A Linearly Convergent Frank-Wolfe-type Method for Smooth Convex Minimization over the Spectrahedron
This work addresses a computational bottleneck in optimization for applications in statistics and machine learning, offering an incremental improvement by enhancing the convergence rate of Frank-Wolfe methods for spectrahedral constraints.
The paper tackles the problem of minimizing smooth convex functions over the spectrahedron, which is computationally expensive for large dimensions due to high-rank matrix operations. It presents a Frank-Wolfe-based algorithm that achieves linear convergence in expectation under specific conditions, using only efficient rank-one computations.

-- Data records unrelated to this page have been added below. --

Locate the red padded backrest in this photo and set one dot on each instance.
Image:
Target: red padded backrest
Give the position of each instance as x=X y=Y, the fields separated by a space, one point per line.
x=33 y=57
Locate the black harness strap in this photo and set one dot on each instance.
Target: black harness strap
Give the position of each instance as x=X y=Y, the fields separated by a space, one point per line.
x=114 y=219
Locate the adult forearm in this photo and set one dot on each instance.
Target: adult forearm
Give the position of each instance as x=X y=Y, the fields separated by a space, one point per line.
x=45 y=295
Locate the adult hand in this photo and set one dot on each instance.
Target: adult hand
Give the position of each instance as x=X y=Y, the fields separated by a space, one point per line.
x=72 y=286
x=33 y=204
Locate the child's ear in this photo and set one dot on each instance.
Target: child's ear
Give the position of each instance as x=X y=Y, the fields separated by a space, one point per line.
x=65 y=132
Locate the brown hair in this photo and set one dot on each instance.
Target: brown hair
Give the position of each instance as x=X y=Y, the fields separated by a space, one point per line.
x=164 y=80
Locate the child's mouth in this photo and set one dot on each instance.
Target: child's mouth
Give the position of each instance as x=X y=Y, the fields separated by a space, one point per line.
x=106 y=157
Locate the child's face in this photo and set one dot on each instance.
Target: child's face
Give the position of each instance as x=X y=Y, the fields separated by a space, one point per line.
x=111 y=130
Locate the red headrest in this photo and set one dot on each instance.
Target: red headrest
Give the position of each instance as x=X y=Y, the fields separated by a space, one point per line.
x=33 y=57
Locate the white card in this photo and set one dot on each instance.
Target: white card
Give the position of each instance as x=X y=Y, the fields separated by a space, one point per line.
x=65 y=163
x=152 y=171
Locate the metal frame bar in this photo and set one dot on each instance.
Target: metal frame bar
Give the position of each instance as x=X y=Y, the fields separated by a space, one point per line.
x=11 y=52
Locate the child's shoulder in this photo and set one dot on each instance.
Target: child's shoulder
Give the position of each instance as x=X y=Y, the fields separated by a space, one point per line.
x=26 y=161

We consider the problem of minimizing a smooth and convex function over the $n$-dimensional spectrahedron -- the set of real symmetric $n\times n$ positive semidefinite matrices with unit trace, which underlies numerous applications in statistics, machine learning and additional domains. Standard first-order methods often require high-rank matrix computations which are prohibitive when the dimension $n$ is large. The well-known Frank-Wolfe method on the other hand, only requires efficient rank-one matrix computations, however suffers from worst-case slow convergence, even under conditions that enable linear convergence rates for standard methods. In this work we present the first Frank-Wolfe-based algorithm that only applies efficient rank-one matrix computations and, assuming quadratic growth and strict complementarity conditions, is guaranteed, after a finite number of iterations, to converges linearly, in expectation, and independently of the ambient dimension.